A unary language (a language over a unary alphabet) is context-free if and only if it is regular. The easiest way to see this is to convert a context-free grammar to a regular grammar using the fact that $xy = yx$ over a unary alphabet.

There are many ways of showing that $L$ is not regular, and so not context-free. One way is using the Myhill–Nerode criterion. Since $0^{2^n} 0^{2^n} \in L$ while $0^{2^m} 0^{2^n} \notin L$ for $m \neq n$, we see that the words $\{ 0^{2^n} : n \geq 0 \}$ are pairwise inequivalent, and so $L$ is not regular.

A proof using the pumping lemma is also not too difficult.
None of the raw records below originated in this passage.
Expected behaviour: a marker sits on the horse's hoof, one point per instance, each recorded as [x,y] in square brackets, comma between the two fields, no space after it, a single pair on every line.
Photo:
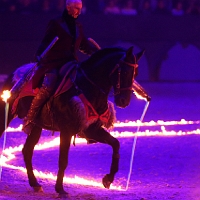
[38,189]
[106,182]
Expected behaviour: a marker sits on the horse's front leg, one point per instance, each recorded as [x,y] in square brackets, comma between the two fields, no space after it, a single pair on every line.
[27,151]
[101,135]
[65,140]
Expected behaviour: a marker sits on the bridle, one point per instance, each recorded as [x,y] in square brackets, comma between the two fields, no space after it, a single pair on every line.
[118,88]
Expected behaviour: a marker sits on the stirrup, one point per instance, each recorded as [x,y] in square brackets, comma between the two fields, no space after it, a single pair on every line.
[28,127]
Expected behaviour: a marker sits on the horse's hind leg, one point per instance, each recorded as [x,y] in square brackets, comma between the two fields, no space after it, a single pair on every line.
[65,140]
[101,135]
[27,151]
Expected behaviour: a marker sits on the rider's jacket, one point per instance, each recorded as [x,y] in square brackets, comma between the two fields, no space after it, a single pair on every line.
[71,39]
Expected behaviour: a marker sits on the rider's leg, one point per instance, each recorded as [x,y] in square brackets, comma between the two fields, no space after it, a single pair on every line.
[39,100]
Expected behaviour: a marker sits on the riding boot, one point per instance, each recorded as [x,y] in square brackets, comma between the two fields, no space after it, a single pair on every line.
[39,100]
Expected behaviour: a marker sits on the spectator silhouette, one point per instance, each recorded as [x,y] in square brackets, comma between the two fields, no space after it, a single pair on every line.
[112,7]
[129,8]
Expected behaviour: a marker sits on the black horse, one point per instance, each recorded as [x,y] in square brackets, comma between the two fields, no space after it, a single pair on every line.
[66,112]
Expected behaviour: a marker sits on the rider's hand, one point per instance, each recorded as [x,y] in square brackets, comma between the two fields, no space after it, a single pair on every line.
[36,90]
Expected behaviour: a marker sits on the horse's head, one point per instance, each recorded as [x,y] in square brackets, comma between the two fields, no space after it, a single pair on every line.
[122,77]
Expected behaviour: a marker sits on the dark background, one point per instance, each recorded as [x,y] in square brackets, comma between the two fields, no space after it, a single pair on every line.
[172,43]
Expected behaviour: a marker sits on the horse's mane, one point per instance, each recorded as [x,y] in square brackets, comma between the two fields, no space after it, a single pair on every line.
[102,53]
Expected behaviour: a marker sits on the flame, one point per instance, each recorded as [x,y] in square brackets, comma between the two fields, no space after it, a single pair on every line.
[6,95]
[127,123]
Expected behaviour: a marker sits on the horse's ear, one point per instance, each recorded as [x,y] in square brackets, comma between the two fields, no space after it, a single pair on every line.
[129,52]
[140,54]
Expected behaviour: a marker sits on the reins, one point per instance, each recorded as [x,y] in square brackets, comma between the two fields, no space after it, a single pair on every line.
[118,88]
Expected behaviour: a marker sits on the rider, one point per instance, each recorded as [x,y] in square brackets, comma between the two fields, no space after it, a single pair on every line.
[71,39]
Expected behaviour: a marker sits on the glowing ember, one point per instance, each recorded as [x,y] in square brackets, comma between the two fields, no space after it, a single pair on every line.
[153,123]
[133,124]
[6,95]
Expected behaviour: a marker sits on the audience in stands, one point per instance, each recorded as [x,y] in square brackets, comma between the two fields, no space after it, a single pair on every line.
[123,7]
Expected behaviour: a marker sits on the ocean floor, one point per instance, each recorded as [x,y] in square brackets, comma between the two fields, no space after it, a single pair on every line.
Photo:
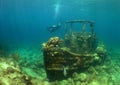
[25,66]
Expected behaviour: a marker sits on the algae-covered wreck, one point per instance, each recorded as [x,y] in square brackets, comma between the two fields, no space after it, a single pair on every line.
[74,53]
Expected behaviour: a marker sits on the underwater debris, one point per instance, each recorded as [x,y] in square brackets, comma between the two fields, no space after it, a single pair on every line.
[78,50]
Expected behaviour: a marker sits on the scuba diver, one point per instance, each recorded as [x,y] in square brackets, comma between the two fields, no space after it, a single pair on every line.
[54,28]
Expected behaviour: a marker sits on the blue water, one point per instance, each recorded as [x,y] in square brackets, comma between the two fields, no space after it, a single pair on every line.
[25,21]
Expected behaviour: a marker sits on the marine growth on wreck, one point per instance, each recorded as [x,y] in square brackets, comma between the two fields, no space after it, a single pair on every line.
[76,52]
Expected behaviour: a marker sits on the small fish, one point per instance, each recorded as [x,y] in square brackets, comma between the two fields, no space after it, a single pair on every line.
[54,28]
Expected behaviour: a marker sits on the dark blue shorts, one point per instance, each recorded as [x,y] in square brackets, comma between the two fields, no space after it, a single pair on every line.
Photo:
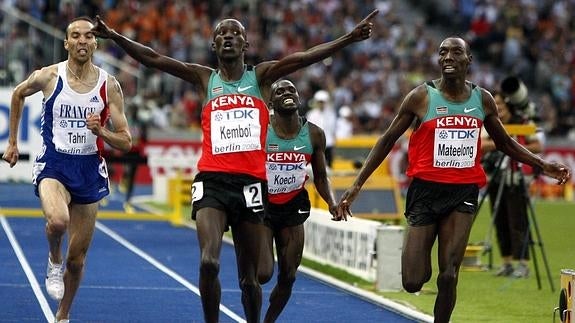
[290,214]
[242,197]
[427,202]
[85,177]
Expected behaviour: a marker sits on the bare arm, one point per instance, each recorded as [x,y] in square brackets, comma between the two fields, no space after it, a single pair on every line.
[269,72]
[410,109]
[120,137]
[513,149]
[193,73]
[39,80]
[319,168]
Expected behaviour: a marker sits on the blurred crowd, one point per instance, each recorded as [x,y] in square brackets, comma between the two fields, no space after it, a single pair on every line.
[530,39]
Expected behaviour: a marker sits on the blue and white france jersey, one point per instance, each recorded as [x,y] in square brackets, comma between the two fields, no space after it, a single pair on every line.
[63,124]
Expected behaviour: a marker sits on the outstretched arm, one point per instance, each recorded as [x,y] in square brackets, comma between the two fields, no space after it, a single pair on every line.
[513,149]
[119,137]
[193,73]
[269,72]
[37,81]
[319,168]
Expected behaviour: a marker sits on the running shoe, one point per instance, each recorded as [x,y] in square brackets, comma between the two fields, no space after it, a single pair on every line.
[55,280]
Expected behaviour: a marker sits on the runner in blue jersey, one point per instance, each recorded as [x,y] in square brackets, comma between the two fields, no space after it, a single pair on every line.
[69,174]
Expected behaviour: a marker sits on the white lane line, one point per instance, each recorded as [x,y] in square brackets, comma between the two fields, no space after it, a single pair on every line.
[27,270]
[162,268]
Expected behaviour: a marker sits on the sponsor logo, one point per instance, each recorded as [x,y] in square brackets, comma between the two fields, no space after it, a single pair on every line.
[244,88]
[217,89]
[273,147]
[441,110]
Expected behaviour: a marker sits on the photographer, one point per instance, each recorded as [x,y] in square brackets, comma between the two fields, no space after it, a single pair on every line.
[511,218]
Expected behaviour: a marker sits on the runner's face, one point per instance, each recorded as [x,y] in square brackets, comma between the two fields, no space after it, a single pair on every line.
[80,42]
[229,39]
[284,97]
[453,57]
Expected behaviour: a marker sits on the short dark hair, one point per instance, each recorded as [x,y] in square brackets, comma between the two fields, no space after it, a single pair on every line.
[86,18]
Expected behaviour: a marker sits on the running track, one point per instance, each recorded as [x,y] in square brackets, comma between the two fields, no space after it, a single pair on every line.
[146,271]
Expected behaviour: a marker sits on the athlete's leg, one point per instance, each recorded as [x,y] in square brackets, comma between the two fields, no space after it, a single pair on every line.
[416,256]
[289,248]
[210,226]
[55,199]
[82,224]
[249,239]
[453,236]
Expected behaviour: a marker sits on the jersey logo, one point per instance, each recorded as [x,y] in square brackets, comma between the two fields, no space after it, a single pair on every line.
[441,110]
[241,89]
[217,89]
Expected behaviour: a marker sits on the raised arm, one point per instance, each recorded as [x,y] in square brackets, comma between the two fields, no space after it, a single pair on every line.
[119,136]
[193,73]
[39,80]
[269,72]
[513,149]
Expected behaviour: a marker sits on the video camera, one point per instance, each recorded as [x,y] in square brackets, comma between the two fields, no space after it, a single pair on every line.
[516,97]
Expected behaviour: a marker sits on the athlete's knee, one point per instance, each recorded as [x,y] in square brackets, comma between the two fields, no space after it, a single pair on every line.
[56,225]
[75,264]
[265,274]
[411,286]
[249,284]
[412,283]
[447,279]
[287,278]
[209,266]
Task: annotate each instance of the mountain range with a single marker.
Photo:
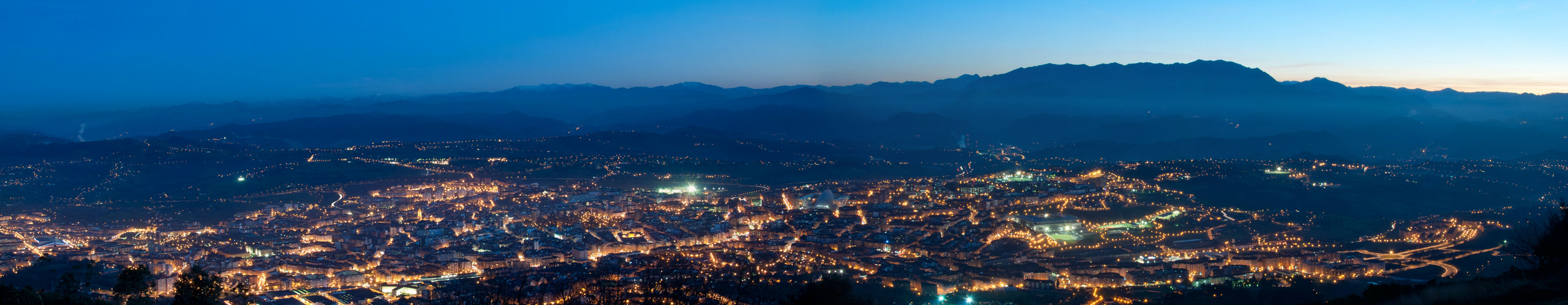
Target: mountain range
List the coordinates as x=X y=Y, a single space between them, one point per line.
x=1125 y=112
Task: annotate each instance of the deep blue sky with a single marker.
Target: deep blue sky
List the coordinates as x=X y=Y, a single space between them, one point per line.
x=174 y=52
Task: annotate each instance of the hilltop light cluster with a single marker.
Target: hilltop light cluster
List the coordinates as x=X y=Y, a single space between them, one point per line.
x=1014 y=230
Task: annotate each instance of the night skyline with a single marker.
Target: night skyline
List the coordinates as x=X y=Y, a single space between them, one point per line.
x=173 y=54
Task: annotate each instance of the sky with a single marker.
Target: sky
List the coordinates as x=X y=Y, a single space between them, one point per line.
x=174 y=52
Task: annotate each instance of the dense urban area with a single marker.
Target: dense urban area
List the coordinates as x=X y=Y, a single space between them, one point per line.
x=1033 y=233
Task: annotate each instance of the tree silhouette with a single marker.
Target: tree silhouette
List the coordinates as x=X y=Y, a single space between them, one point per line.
x=134 y=285
x=828 y=290
x=1545 y=247
x=198 y=288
Given a pumping length $n$, choose $m$ so that $2^{m-1} > n$, and consider the word $0^{2^m} \in L$. According to the pumping lemma you can write $0^{2^m} = xyz$ with $|xy| \leq n < 2^{m-1}$ and $|y| \geq 1$ so that $xz \in L$. But $xz = 0^{2^m-|y|}$ cannot be in $L$ since $2^{m-1} < 2^m-|y| < 2^m$. This contradiction shows that $L$ is not regular.